Interpretation by Lis Haddad
Artist Raphael Escobar is also an educator in contexts of social vulnerability and activates his artistic research as a mediation between marginalized people and the institutions that establish what is socially acceptable. In his work there are no half-truths, nor half-processes. Escobar inserts himself and transits, as he defines himself, as the soccer number 10:
"The number 10 is the midfielder, the one who makes the transition between defense and attack, or attack and defense, circulating in both spaces. The midfielder makes the assists for one side and helps in the defense of the other, and that's the way I see my performance within the field of culture, between its two poles, pulling the street into the institutions and leaking the institutions out."
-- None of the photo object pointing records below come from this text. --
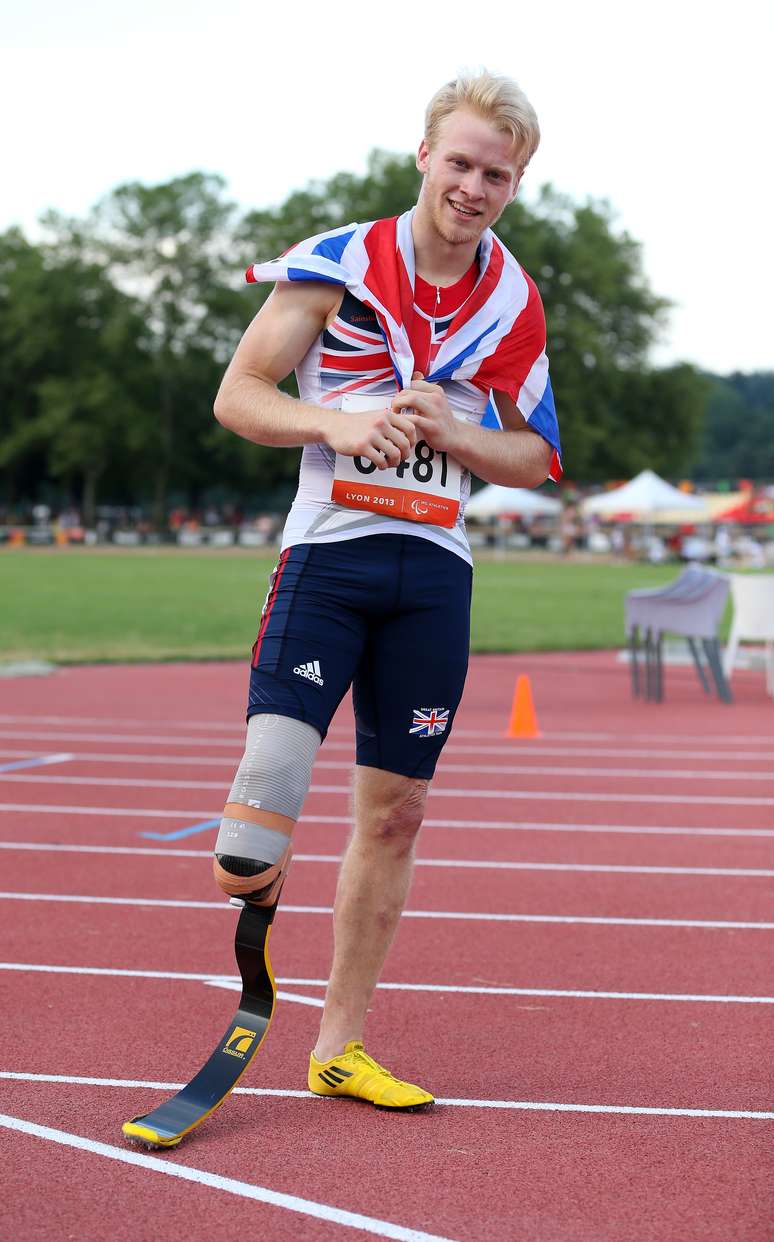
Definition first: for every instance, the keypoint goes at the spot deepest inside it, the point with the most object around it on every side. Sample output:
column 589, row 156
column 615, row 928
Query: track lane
column 604, row 894
column 558, row 1176
column 512, row 954
column 719, row 1055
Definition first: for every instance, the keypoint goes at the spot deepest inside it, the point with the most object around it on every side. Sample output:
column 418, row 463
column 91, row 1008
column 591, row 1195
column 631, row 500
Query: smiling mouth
column 464, row 211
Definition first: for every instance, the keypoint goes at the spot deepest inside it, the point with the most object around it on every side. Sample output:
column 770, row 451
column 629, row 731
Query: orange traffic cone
column 523, row 720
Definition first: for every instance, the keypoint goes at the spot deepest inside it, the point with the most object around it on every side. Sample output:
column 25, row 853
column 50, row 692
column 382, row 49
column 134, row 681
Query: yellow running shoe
column 357, row 1074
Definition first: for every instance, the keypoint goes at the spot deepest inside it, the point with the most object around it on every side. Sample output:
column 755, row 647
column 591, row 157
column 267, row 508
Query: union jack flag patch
column 429, row 720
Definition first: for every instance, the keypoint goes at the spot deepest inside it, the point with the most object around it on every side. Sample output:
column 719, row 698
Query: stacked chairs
column 691, row 606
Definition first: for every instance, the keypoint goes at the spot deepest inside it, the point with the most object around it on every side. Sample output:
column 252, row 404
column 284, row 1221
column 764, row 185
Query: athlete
column 419, row 345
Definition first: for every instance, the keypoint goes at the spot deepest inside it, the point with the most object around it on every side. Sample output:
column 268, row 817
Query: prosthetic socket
column 252, row 852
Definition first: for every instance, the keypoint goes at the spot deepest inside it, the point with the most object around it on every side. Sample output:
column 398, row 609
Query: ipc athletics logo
column 239, row 1042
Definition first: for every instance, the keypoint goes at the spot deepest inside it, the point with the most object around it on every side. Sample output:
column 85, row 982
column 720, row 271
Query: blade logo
column 239, row 1042
column 311, row 671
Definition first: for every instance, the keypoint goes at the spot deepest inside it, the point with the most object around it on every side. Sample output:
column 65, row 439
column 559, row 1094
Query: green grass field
column 76, row 605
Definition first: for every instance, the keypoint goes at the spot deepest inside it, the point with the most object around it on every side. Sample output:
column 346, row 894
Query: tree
column 70, row 344
column 172, row 246
column 738, row 440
In 2016 the artist was one of the residents of the 12th Artistic Residency at Red Bull Station, in downtown São Paulo. During this period he developed the work Open Bar in which he made an artisanal distillery inside the institution. Following the same techniques used by inmates of the Brazilian prison system to produce Maria Louca (as the cachaça produced in these spaces is popularly called) Raphael made 40L of cachaça and through pamphlets advertised to the street population where they could get the drink for free.
The sense of ambiguity that permeates the work is also what captures it. Raphael questions the moral logic of society in relation to street people and drug users and proposes reflection on policies of oppression, exclusion, and restriction of rights and freedoms.
Through a mechanism created by an oppressed group Escobar questions who is socially authorized to occupy the spaces of cultural fruition. By being taken inside the artistic institution, the object assumes the function of a mediating device dissolving, even if momentarily, the social wall, the authorization, of who should remain inside and who should remain outside.